The Patchwork Quilt

Everyone has a story. All have sadness, all have happiness and none have just one of those. Mine is one of sickness, hunger and poverty. Not my own, but that of people around me But it is also one of smiles, relief and color. A story that started when I was seven years old and will continue until the day I die. A story that gave me more life lessons than a child in grade school would recognize. A story that I hold very dear. The experience lasted three years, but I carry it with me everywhere. I left a piece of my heart in the bright, colorful land of Guatemala.

It was July 2004. Our plane touched down in San Diego. We disembarked and felt the rush of heat that Washingtonians are not used to. We spent a few days there, going to Sea World, visiting the zoo. Nine months prior to this, my parents had gone to a conference where a man from Guatemala City was speaking. They began to feel called to serve as missionaries in Guatemala. After much prayer and deliberation, they knew we were meant to go there. I said goodbye to my friends. We packed up our lives, rented out our house and flew standby to a country we knew nothing about, a country I didn’t know existed. Our first month was an extreme adventure: the church we were supposed to work with fell through, we got lost at night in the labyrinth that is Guatemala City, we moved…a lot. We lived on faith and hope that God had a plan for our family. The first time we moved, we left the loud Ciudad de Guatemala for the old capital, Antigua. It is a beautiful old town with large cobblestone streets and brightly painted buildings. We began attending a language school that took field trips. It was the first time I saw the hills of Guatemala.
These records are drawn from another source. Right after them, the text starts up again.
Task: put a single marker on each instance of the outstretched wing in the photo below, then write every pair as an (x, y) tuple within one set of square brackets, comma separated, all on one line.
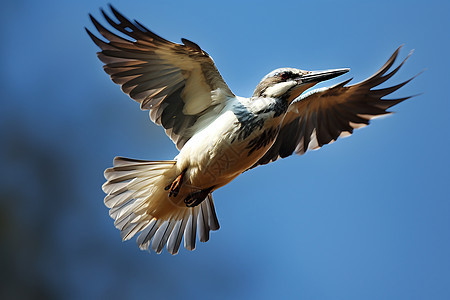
[(177, 83), (323, 115)]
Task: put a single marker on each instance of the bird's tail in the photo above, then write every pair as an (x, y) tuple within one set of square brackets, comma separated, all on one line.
[(139, 203)]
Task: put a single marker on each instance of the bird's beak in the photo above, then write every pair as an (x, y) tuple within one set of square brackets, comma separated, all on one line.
[(318, 76)]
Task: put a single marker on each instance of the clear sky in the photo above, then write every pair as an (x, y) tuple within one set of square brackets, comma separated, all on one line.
[(367, 217)]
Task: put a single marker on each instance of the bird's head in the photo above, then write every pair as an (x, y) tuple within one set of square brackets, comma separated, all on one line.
[(289, 83)]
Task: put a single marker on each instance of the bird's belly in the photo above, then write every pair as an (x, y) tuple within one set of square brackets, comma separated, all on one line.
[(218, 154)]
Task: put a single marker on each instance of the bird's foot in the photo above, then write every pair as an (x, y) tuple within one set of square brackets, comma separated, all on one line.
[(175, 186), (196, 198)]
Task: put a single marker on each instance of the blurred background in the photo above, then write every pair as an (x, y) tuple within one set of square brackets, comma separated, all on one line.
[(367, 217)]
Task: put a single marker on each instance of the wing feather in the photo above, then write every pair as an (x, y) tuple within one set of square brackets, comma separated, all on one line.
[(175, 82), (323, 115)]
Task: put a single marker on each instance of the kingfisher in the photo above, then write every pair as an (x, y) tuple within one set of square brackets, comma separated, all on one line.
[(219, 135)]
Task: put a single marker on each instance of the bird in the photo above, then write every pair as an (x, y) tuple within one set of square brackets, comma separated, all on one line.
[(219, 135)]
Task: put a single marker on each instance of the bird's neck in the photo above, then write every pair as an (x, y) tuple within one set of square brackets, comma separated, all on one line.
[(275, 107)]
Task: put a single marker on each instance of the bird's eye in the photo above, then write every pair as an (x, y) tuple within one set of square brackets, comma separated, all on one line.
[(285, 75)]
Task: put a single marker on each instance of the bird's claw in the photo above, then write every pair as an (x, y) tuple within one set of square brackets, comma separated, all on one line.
[(175, 186)]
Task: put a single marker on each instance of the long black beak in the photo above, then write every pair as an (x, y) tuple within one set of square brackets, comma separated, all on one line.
[(318, 76)]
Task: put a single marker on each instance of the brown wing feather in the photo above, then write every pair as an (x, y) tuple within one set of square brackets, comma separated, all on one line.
[(323, 115), (174, 81)]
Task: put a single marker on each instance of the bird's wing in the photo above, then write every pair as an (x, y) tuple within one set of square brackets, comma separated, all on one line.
[(178, 83), (323, 115)]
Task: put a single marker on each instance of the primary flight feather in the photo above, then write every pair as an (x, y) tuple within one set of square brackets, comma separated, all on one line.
[(219, 135)]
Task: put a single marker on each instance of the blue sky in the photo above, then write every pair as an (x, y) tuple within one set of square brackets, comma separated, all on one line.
[(364, 218)]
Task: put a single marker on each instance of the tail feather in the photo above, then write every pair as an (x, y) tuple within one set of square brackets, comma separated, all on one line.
[(139, 204)]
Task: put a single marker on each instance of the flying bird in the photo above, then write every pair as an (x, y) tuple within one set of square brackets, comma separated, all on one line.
[(219, 135)]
They are like a giant patchwork quilt, stretched over the country, sewn together by the diligent hands of the indigenous people, each patch containing a story unlike any other. And many of these stories I got to hear.

We worked in villages where kids walked miles and miles on hilly dirt roads to attend school. Villages where there was no medical assistance, no plumbing, no electricity. The people had nothing, but in a way they had everything. They were generous beyond belief. They understood more than anyone living in a first world nation that things in the physical, are temporary. Their people have been oppressed by Europeans since Pizarro landed in Mexico, but they welcomed us with open arms, sharing their food, their lives, their homes. People often commented on how we must have helped them, bringing medical supplies, helping build houses, planting schools; but it was us who were the ones truly affected by them. While working in orphanages, the kids just wanted to be played with. They wanted someone to spend time with them. They wanted love. The babies would reach up for you to hold them and cling to you if you tried to set them down. These were children who didn’t know why they needed people, but they needed them badly. My heart broke to see these little ones who didn’t have families. I was young myself, but the memories are forever in my brain. The smiles on their faces were inspiring reminders that owning things is not where happiness comes from.

God’s plan for me was greater than a seven-year old could ever imagine. I was able to make friends with my broken Spanish and we played for hours while the adults did the jobs only adults could do. They taught me how to love unconditionally. Seeing the true generous spirit in their eyes as they shared everything, even if they had no idea how they would replace it, affected me. It caused me to look in the mirror. These people had little shacks made from corrugated metal and dirt floors and they were able to showing more generosity than the richest man on earth, simply because they gave ALL of themselves. I think oftentimes as a person living in the United States, I give a little, but I never give until it hurts. These people needed what they had so much more than I need what I have, but I’m often blinded by the shininess of the material world. God used them to teach me to be open-minded and forgiving.

Each and every experience in our life has a purpose and God can use it for good. There are certain things that trigger a strong memory from Guatemala. Smells, words, fabric. I carry bits a pieces of Guatemala with me, hand-woven bracelets, scarves, the little Spanish I can still use. I was given an opportunity that most people don’t get, and I refuse to take it for granted. Although I didn’t see all the things I was learning at the time, older me has been able to evaluate my time there and see how it shaped me. Important lessons of empathy, understanding, opening my eyes to the fact that everyone comes from a different background that has shaped them a little differently than everyone else. You could never know just by looking at me that I lived in a third-world country, but once you find out, that could begin to explain some of my views on the world and the way I treat other people.

Remember that our lives aren’t made up of a single event, they’re made up of millions of moments. As they are strung together, our quilts get bigger. Some squares are brighter than others, some aren’t even square, but if you were to pull one of those experiences out, your quilt would have a hole in it. Everything we go through is shaping and molding us into a new person. We have the opportunity to learn and grow with the quilt, or let the rough patches tear us down. When you aren’t sure how something fits in, ask for help. We aren’t meant to sew it alone, this is why we need relationships and guidance.

This was just one section of my quilt, but it was a big one. Although certain specific events will fade in my memory, the overarching lessons and colors will always be there.